Is Esau’s weariness purely physical? So weak he cannot think straight enough to keep his birthright intact? Hardly. Take him at his word! “I am weary…about to die.” 

It doesn’t take much to diagnose Esau as suffering from a malady that attacks millions of people: depression. 

The rabbis emphasize the word used by Jacob, the imperative, michra — “Sell!” It can also be read machra, the past tense, meaning, “She (or it) sold” — as if Jacob was observing that something or other had already sold the birthright. Nahmanides indicates what that “something” was: Esau’s weariness — ayefut in Hebrew, a feminine noun — is the real subject of the sentence. 

With this reading, Esau arrives home, his depression creeping in with the setting sun. “I am weary, ready to die,” he announces. “What good is anything to me?” 

“Your weariness has sold the birthright,” Jacob observes.

The Torah sums it up: “Esau treated even his birthright with contempt,” not because he is too tired to think clearly, but because his very soul is so weary of the world he is ready to die.

With this we can now recognize Esau in ourselves or in those we love. Sufferers of depression present themselves as strong and filled with promise while inside they are weary beyond belief. Their own birthright — fresh air, sunshine, life itself — seems meaningless. People ask them to snap out of it — but they cannot. Like Esau, they are oh, so weary — ready to die.

How does Esau fare in the end? Years later, returning from servitude to Laban, Jacob encounters his brother, who is a wealthy man with family, land, and servants. But Jacob overlooks the obvious to peer into Esau’s soul. Having recognized, once, how “Esau’s weariness has sold his birthright,” Jacob now judges anew. “Looking into your face,” he says, “is like looking into the face of God.” (Genesis 33:10) 

Jacob recognizes Esau’s depression as a thing of the past: his face, once weary, now shines with divine radiance. With his newfound peace of mind, Esau can even forgive his brother for taking advantage of him years before. He kisses Jacob, assures him he is content with life, and takes his leave. 

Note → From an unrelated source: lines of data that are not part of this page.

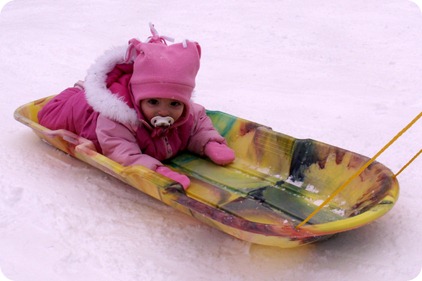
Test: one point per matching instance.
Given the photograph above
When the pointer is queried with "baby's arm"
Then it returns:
(119, 144)
(205, 139)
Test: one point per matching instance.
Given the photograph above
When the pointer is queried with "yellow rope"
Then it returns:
(408, 163)
(358, 172)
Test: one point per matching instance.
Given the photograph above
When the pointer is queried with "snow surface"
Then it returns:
(347, 73)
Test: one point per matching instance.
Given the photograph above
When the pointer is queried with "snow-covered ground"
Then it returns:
(348, 73)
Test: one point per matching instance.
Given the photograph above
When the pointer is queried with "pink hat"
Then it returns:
(162, 71)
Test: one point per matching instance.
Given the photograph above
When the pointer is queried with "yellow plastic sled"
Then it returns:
(275, 182)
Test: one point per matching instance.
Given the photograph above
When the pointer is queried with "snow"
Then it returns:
(347, 73)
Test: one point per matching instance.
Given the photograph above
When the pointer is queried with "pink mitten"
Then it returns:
(219, 153)
(182, 179)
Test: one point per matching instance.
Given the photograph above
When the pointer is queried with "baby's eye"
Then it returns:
(175, 103)
(153, 101)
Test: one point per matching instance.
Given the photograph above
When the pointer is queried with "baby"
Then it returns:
(135, 106)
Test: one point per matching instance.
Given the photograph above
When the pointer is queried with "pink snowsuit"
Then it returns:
(103, 111)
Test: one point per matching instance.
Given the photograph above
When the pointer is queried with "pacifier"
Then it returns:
(160, 121)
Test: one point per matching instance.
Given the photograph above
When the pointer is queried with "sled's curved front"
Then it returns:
(275, 182)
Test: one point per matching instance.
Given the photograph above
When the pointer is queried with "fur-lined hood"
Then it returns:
(115, 106)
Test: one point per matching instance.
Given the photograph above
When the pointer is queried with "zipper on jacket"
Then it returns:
(169, 150)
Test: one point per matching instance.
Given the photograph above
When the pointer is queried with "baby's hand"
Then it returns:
(219, 153)
(182, 179)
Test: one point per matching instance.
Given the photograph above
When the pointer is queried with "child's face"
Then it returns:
(162, 107)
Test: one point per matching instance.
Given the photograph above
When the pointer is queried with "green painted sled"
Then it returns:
(275, 182)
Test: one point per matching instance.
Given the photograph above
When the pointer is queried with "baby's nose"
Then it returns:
(163, 112)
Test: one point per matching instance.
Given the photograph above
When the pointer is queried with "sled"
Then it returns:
(275, 182)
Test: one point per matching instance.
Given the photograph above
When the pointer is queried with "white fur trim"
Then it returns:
(99, 96)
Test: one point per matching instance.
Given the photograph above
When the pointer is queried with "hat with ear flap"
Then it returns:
(163, 71)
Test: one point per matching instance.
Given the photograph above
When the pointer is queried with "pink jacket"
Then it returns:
(102, 111)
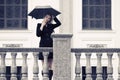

Esau is a case study in hope. If he can be transformed into a mirror of the divine, so can we. But first we must decide that daily weariness is neither normal nor necessary. Happiness depends on the inner life of the soul, and the soul can find the most surprising cures. In our day, God stores up miracles in medical discoveries. If you are weary unto death, find a doctor. Decide you have had enough of sadness. It is never too late to learn to shine like God.